In fact, I'd go so far as to say that every other established climate factor is bigger than human input. In other words, no matter what we do, we couldn't impact it to any measurable degree. OK, maybe if we detonated every nuke on the planet at the same time, some bad stuff could happen. But you get the idea: the amount of energy that is created by the interaction of all the factors above -- mostly driven by the Sun -- is a staggering sum, not fully appreciated by most people. It's like, a gazillion joule-newtons, or something. Srsly.

To think that we humans could compete with that, as a factor in changing climate, strikes me as, well, vain. We aren't really all that.

But just for discussion purposes, let's grant the point that man is causing CO2 to go up. So even with our supposed catastrophic impact on the climate, the amount of CO2 in the atmosphere has only risen from .00035 to .00038, or from .035% to .038%. So we need to freak out about that, because that change in .003% of the atmosphere is going to cause great ruin and devastation, but the other 99.997% of the atmosphere is nothing to worry about? Really?

Hey, I'm on board with taking care of the environment, and I do think we waste too many natural resources. But I need better evidence than that.

You'd think our fearless leaders in government and NGOs would be a little more skeptical as well. And you'd be wrong!

Those of us who live in the real world don't compete for federal and international grants. We don't put lipstick on our research pig, in a desperate attempt to convince small-brained bureaucrats -- who provide no useful service to taxpayers, but do hand out government largesse, i.e., our tax money we've so generously provided to them at the point of a gun -- that a CRISIS is upon us.

These good "scientists" and "researchers" and government/NGO lackeys all know that no matter what the cause of a given climate problem -- the Sun, perhaps, or La Nina, or other atmospheric shenanigans we still don't understand, and couldn't change even if we did -- the correct fix for that problem is always more money. Money fixes everything, even if the lack of money was not the cause of the problem in the first place. Money is magical.

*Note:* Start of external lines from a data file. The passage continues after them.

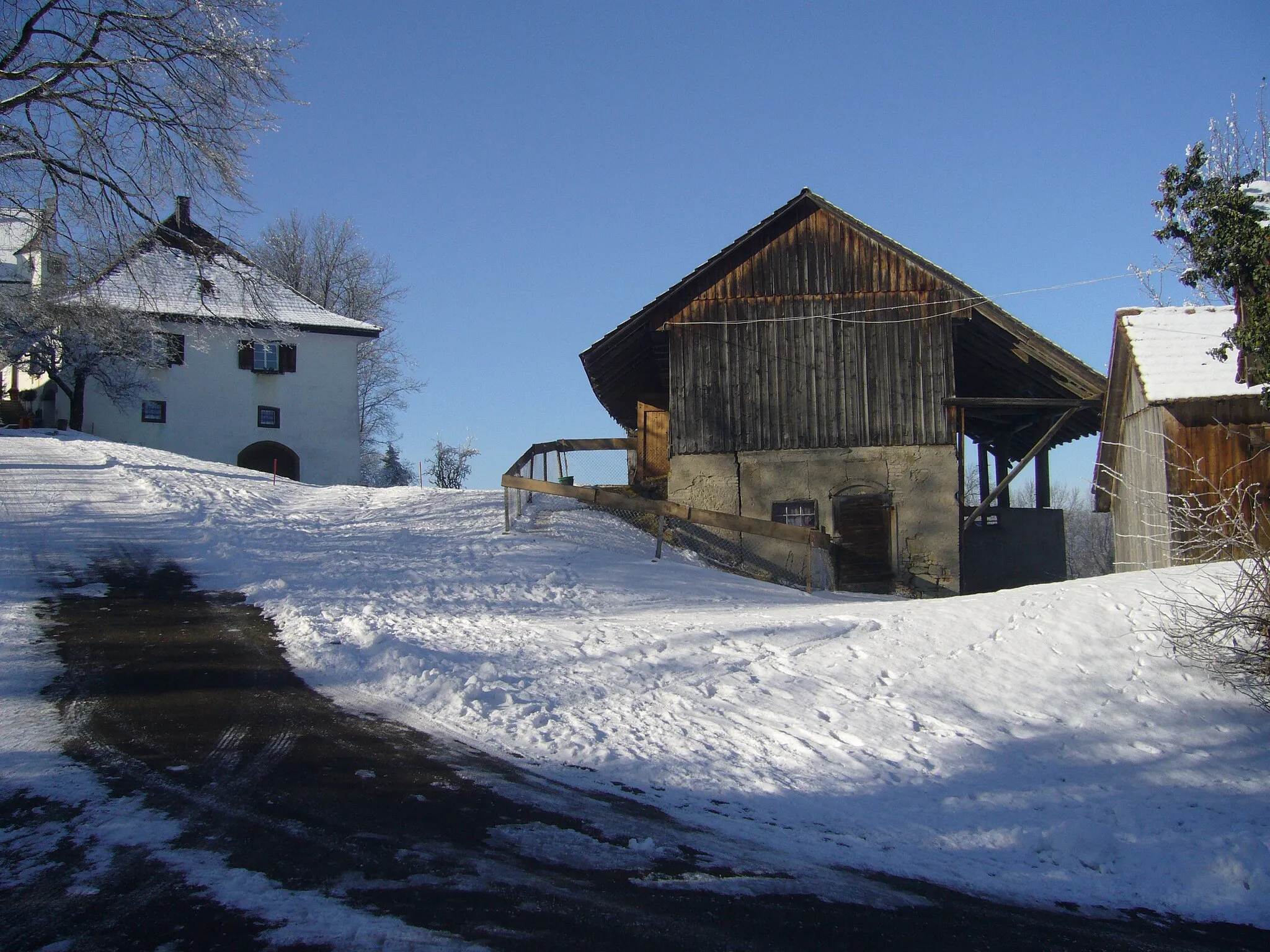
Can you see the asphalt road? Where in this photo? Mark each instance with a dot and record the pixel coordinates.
(184, 700)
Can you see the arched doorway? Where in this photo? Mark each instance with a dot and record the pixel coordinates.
(260, 456)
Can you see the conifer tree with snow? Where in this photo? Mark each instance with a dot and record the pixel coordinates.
(393, 470)
(1214, 219)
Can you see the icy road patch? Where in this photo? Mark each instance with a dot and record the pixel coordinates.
(1039, 744)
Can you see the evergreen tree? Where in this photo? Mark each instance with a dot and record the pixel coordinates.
(394, 471)
(1217, 227)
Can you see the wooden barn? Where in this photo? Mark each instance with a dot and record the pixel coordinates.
(1178, 423)
(819, 374)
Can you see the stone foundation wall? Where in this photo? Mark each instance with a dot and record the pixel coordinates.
(921, 482)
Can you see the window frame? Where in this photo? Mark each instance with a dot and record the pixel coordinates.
(260, 353)
(783, 513)
(172, 347)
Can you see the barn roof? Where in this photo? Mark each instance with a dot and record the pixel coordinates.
(1171, 348)
(1008, 357)
(183, 272)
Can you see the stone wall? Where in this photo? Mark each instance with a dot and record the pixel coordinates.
(921, 482)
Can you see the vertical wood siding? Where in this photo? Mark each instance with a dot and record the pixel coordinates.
(814, 384)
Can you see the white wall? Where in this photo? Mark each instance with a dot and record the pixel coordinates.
(213, 404)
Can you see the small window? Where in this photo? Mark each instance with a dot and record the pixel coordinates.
(266, 357)
(797, 512)
(171, 348)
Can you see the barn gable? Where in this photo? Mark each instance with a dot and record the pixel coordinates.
(888, 339)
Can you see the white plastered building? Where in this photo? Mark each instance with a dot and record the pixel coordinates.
(257, 374)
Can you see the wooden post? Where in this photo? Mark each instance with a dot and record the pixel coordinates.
(1043, 479)
(1019, 467)
(1002, 483)
(984, 471)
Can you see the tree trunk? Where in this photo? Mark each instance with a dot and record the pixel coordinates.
(76, 421)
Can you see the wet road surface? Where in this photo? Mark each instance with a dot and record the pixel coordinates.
(184, 700)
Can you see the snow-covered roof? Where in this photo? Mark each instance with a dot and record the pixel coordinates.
(1260, 191)
(18, 226)
(221, 287)
(182, 271)
(1171, 350)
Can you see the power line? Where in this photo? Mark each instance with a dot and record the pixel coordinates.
(970, 302)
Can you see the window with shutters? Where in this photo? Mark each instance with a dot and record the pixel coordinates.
(797, 512)
(267, 357)
(169, 348)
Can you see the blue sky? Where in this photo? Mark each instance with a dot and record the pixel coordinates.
(539, 172)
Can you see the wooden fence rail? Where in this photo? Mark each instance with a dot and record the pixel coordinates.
(597, 495)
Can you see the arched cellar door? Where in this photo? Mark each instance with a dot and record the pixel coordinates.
(260, 456)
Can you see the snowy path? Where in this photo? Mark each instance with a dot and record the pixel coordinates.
(1038, 744)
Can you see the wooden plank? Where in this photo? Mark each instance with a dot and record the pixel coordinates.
(1019, 403)
(691, 514)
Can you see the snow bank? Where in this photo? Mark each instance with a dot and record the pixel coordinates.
(1038, 744)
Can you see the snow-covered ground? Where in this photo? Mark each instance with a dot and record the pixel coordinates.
(1039, 744)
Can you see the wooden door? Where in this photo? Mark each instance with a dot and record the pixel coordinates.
(863, 544)
(653, 461)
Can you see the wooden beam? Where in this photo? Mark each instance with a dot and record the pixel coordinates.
(567, 444)
(1021, 404)
(1002, 487)
(691, 514)
(1043, 479)
(1002, 466)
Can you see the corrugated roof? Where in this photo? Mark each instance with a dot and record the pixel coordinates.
(1171, 350)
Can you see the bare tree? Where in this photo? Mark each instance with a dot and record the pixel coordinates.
(1225, 627)
(327, 260)
(113, 106)
(82, 340)
(451, 466)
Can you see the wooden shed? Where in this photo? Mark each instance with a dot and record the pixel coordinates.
(819, 372)
(1178, 425)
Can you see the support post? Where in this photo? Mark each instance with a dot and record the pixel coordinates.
(1002, 482)
(1019, 467)
(984, 471)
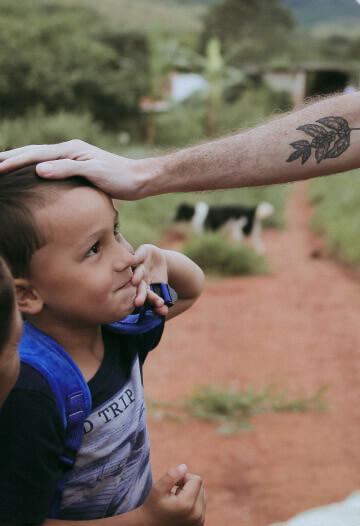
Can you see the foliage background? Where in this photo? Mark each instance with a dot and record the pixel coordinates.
(79, 69)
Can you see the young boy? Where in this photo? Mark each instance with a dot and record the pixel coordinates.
(10, 332)
(75, 273)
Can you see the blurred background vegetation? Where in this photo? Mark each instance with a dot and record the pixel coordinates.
(104, 72)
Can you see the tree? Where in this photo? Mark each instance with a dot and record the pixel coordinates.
(61, 58)
(251, 31)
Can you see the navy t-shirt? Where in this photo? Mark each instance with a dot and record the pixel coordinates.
(32, 435)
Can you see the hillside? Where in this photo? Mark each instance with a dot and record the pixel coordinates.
(183, 18)
(312, 12)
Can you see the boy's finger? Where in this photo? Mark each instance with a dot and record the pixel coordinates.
(170, 479)
(154, 299)
(141, 294)
(192, 487)
(138, 273)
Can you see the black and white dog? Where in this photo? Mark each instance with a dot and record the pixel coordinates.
(237, 221)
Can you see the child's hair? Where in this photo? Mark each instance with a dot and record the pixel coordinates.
(22, 191)
(7, 303)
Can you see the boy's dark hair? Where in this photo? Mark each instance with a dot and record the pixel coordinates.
(22, 191)
(7, 303)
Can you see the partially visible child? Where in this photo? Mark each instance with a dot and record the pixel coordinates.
(74, 273)
(10, 332)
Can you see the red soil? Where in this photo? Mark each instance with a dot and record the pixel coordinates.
(299, 327)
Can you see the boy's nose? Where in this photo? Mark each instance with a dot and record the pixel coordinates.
(123, 258)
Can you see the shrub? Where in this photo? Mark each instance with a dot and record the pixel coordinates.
(37, 127)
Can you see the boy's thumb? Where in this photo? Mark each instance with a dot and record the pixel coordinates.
(170, 479)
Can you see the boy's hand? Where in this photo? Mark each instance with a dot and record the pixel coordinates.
(150, 267)
(177, 499)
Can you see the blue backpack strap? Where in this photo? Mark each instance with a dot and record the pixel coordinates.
(144, 319)
(70, 390)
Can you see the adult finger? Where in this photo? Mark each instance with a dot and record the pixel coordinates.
(17, 157)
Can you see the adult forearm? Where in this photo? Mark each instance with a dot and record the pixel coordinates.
(260, 156)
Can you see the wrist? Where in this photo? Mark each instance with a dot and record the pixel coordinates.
(149, 174)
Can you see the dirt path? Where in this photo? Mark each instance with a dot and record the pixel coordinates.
(299, 326)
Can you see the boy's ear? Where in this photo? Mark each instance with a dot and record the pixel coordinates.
(28, 298)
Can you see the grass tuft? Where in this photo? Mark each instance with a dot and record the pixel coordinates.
(214, 254)
(232, 408)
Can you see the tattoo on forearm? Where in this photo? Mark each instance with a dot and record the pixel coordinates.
(327, 143)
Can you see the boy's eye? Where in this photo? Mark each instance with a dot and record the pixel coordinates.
(93, 250)
(116, 230)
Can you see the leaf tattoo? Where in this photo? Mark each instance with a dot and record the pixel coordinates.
(329, 140)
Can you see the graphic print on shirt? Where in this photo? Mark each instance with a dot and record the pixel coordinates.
(112, 474)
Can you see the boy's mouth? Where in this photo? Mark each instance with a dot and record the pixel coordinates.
(125, 286)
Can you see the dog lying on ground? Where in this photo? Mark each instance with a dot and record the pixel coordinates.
(238, 221)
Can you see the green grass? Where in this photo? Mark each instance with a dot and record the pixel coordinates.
(214, 254)
(145, 221)
(174, 18)
(337, 214)
(233, 408)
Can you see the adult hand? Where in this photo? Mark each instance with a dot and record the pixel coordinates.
(177, 499)
(119, 177)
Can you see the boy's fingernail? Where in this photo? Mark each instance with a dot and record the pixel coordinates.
(45, 168)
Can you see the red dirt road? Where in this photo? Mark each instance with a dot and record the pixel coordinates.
(300, 327)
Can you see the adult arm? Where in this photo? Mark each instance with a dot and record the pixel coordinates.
(259, 156)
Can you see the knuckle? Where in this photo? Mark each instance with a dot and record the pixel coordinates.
(76, 143)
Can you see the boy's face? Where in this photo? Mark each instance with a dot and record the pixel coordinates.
(83, 273)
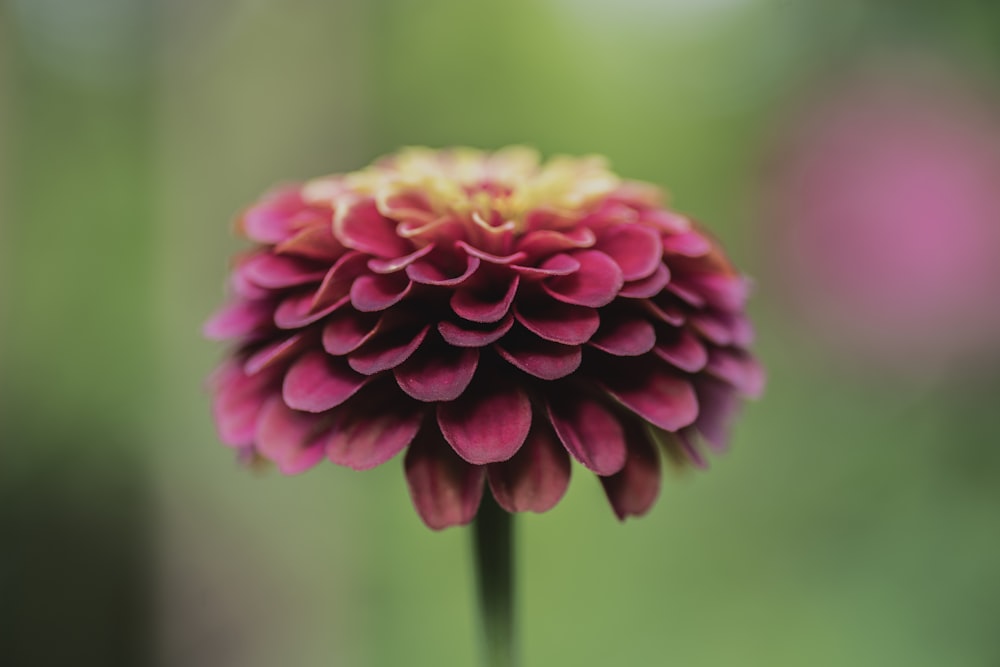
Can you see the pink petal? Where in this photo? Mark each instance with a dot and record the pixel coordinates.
(278, 271)
(360, 226)
(738, 369)
(595, 284)
(465, 334)
(275, 353)
(538, 357)
(589, 431)
(347, 329)
(655, 394)
(437, 371)
(239, 319)
(681, 348)
(314, 242)
(558, 322)
(649, 286)
(398, 263)
(445, 490)
(377, 292)
(287, 437)
(427, 273)
(535, 478)
(633, 490)
(317, 382)
(488, 302)
(624, 334)
(488, 423)
(635, 249)
(372, 429)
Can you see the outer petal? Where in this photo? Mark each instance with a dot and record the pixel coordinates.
(287, 437)
(655, 394)
(372, 428)
(588, 430)
(446, 490)
(317, 382)
(437, 371)
(535, 478)
(488, 423)
(596, 283)
(634, 489)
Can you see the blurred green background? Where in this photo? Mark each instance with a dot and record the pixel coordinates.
(853, 523)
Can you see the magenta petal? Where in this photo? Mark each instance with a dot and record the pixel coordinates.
(398, 263)
(658, 396)
(589, 431)
(445, 490)
(377, 292)
(636, 249)
(360, 226)
(738, 369)
(428, 273)
(484, 303)
(538, 357)
(347, 329)
(558, 322)
(624, 335)
(535, 478)
(437, 371)
(681, 348)
(286, 437)
(471, 335)
(274, 353)
(633, 490)
(278, 271)
(488, 423)
(648, 286)
(238, 319)
(317, 382)
(595, 284)
(369, 433)
(387, 349)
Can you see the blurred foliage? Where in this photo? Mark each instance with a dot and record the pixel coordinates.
(852, 524)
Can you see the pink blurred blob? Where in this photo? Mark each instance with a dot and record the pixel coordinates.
(884, 203)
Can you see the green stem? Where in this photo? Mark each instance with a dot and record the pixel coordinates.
(493, 534)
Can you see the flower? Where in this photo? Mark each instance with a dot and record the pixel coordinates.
(491, 315)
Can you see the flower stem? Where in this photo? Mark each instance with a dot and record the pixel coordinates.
(493, 534)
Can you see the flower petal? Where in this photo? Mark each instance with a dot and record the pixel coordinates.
(636, 249)
(437, 371)
(633, 490)
(466, 334)
(596, 283)
(287, 437)
(655, 394)
(558, 322)
(488, 423)
(387, 349)
(538, 357)
(377, 292)
(445, 490)
(372, 428)
(589, 431)
(360, 226)
(486, 301)
(347, 329)
(317, 382)
(535, 478)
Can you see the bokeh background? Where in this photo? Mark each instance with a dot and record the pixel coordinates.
(847, 153)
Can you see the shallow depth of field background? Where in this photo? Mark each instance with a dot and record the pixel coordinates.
(853, 523)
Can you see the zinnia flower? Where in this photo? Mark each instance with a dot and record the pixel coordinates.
(491, 315)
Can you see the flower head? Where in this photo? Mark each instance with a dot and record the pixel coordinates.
(493, 316)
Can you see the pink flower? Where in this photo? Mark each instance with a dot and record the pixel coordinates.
(492, 316)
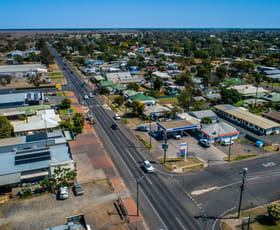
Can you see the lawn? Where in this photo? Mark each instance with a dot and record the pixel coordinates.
(177, 163)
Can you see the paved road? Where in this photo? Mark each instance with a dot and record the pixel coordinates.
(163, 204)
(165, 199)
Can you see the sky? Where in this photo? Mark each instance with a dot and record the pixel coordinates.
(21, 14)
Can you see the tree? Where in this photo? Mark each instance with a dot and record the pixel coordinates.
(274, 211)
(138, 107)
(158, 83)
(206, 120)
(119, 100)
(66, 103)
(6, 129)
(133, 86)
(35, 80)
(230, 96)
(185, 79)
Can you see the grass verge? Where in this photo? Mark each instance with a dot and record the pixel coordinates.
(146, 143)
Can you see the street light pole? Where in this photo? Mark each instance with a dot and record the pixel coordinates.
(245, 170)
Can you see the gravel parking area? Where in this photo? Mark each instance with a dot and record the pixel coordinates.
(46, 211)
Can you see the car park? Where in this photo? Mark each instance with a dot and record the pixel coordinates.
(205, 143)
(176, 136)
(78, 190)
(148, 167)
(114, 126)
(117, 117)
(63, 193)
(142, 128)
(227, 142)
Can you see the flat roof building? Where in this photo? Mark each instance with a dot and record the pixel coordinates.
(248, 120)
(33, 158)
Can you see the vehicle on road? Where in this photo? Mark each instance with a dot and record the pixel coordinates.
(142, 128)
(148, 167)
(205, 143)
(153, 133)
(78, 190)
(227, 142)
(63, 193)
(176, 136)
(117, 117)
(114, 126)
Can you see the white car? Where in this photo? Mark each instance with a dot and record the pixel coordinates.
(148, 167)
(63, 193)
(117, 117)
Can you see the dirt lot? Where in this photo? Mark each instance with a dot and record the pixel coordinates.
(46, 211)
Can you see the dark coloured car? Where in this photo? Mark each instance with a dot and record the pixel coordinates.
(114, 126)
(78, 190)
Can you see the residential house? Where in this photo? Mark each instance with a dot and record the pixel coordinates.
(33, 158)
(250, 121)
(218, 131)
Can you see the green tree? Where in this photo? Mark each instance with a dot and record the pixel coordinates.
(158, 83)
(230, 96)
(138, 107)
(66, 103)
(274, 211)
(6, 129)
(119, 100)
(206, 120)
(133, 86)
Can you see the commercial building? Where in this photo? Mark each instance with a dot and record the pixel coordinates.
(250, 121)
(33, 158)
(21, 99)
(218, 132)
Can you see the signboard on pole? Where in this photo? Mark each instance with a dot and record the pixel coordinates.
(183, 150)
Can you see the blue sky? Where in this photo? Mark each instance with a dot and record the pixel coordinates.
(139, 13)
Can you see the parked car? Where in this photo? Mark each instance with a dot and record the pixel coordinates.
(114, 126)
(205, 142)
(117, 117)
(148, 167)
(176, 136)
(227, 142)
(78, 190)
(153, 133)
(63, 193)
(142, 128)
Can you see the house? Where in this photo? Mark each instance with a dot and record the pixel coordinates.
(21, 99)
(44, 120)
(164, 76)
(155, 111)
(204, 113)
(248, 91)
(250, 121)
(21, 71)
(33, 158)
(147, 100)
(218, 131)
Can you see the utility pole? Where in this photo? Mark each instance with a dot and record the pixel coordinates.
(245, 170)
(229, 149)
(165, 146)
(150, 130)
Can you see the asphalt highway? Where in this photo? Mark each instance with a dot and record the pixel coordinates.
(162, 203)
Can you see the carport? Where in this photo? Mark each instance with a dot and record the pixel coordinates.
(176, 126)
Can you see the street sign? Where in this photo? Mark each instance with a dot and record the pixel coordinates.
(70, 111)
(164, 146)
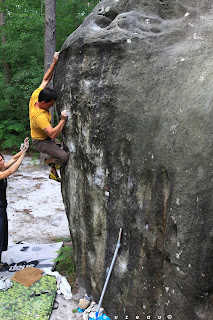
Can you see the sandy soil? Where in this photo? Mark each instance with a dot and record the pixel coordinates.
(36, 215)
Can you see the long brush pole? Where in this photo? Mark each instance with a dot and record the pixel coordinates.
(109, 273)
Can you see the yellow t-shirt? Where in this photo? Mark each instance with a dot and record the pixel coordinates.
(39, 118)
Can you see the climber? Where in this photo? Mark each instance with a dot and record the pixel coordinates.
(6, 169)
(42, 133)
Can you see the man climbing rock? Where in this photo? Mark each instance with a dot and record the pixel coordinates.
(42, 133)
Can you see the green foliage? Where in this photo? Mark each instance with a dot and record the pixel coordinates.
(23, 52)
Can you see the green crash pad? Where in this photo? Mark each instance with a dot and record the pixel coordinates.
(29, 303)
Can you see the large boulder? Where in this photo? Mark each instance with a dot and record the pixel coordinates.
(137, 80)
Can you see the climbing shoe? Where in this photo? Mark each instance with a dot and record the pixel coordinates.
(53, 177)
(52, 165)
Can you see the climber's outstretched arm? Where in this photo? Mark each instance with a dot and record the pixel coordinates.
(48, 75)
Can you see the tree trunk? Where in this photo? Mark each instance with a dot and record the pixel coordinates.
(6, 65)
(50, 39)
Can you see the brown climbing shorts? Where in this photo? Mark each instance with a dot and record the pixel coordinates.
(52, 147)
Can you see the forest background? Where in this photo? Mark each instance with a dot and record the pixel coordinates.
(22, 57)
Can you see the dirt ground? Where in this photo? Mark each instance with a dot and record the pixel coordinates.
(36, 215)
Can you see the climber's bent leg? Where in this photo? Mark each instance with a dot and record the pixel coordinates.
(52, 149)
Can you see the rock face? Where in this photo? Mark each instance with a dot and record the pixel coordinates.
(137, 80)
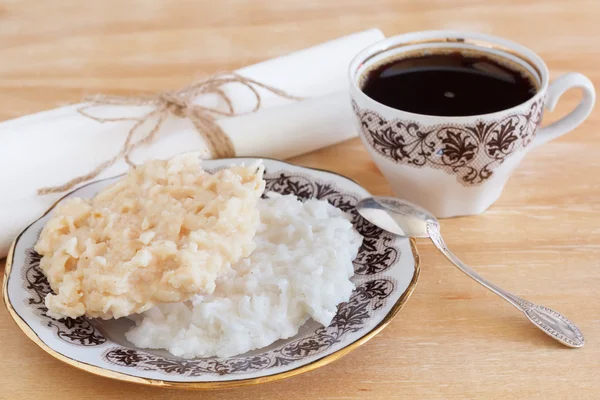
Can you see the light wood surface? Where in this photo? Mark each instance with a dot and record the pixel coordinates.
(453, 339)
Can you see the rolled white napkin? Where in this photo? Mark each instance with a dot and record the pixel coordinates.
(51, 147)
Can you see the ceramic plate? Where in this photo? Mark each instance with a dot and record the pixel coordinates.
(386, 272)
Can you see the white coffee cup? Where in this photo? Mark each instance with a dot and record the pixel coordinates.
(458, 165)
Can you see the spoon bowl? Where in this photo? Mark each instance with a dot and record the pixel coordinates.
(405, 219)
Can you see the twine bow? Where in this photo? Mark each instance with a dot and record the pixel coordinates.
(180, 104)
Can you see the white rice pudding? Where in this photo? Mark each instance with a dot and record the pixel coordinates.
(160, 234)
(300, 269)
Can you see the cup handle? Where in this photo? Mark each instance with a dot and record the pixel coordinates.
(575, 117)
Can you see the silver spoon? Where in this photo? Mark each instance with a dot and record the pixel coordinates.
(408, 220)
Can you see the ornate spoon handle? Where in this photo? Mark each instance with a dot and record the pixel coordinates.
(551, 322)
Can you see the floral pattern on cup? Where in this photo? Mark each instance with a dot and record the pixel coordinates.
(469, 151)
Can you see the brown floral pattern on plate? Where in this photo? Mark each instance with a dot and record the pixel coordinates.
(376, 255)
(471, 152)
(78, 331)
(351, 317)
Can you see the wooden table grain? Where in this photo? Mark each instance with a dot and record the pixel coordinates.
(453, 339)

Got that? So when the planet warms up, temporarily, well, this is just further proof or two things: (1) man is at fault, obviously, don't be an idiot, and (2) money is the obvious way to fix it. You big dope, you.

That is some pretty vain thinking, right there. But scientists who push this hype on us, and the government types that push this hype on us, they at least have an excuse for buying into it: $$$.

Us? Not so much.

And never mind that historically, it has been much, much warmer than it is today -- why do you think they call it Greenland? -- which would point to natural causes, and which would imply that could happen again. Never mind that generally, warmer is better for the planet and the people on it, especially for growing crops, which sustain us in the form of food. No, we need to ignore all that established fact, and focus instead on wild, unproven schemes that will definitely restrict our economic growth.

So you'd better rush out, and buy your carbon credits now, before the government forces you to, at a higher price. Even though they are an obvious scam, designed to line the pockets of charlatans and snake-oil salesman like our friend Albert Gore Jr.

Listen, I've gotta run, but really, this has been cool. Thanks for all the info, and, no kidding, if I was in the market for a crisis, I'd be so all over this one. But I'm actually trying to cut down on my enviro-crises, because I've learned over the years that they're always wrong, and often in exactly the wrong direction.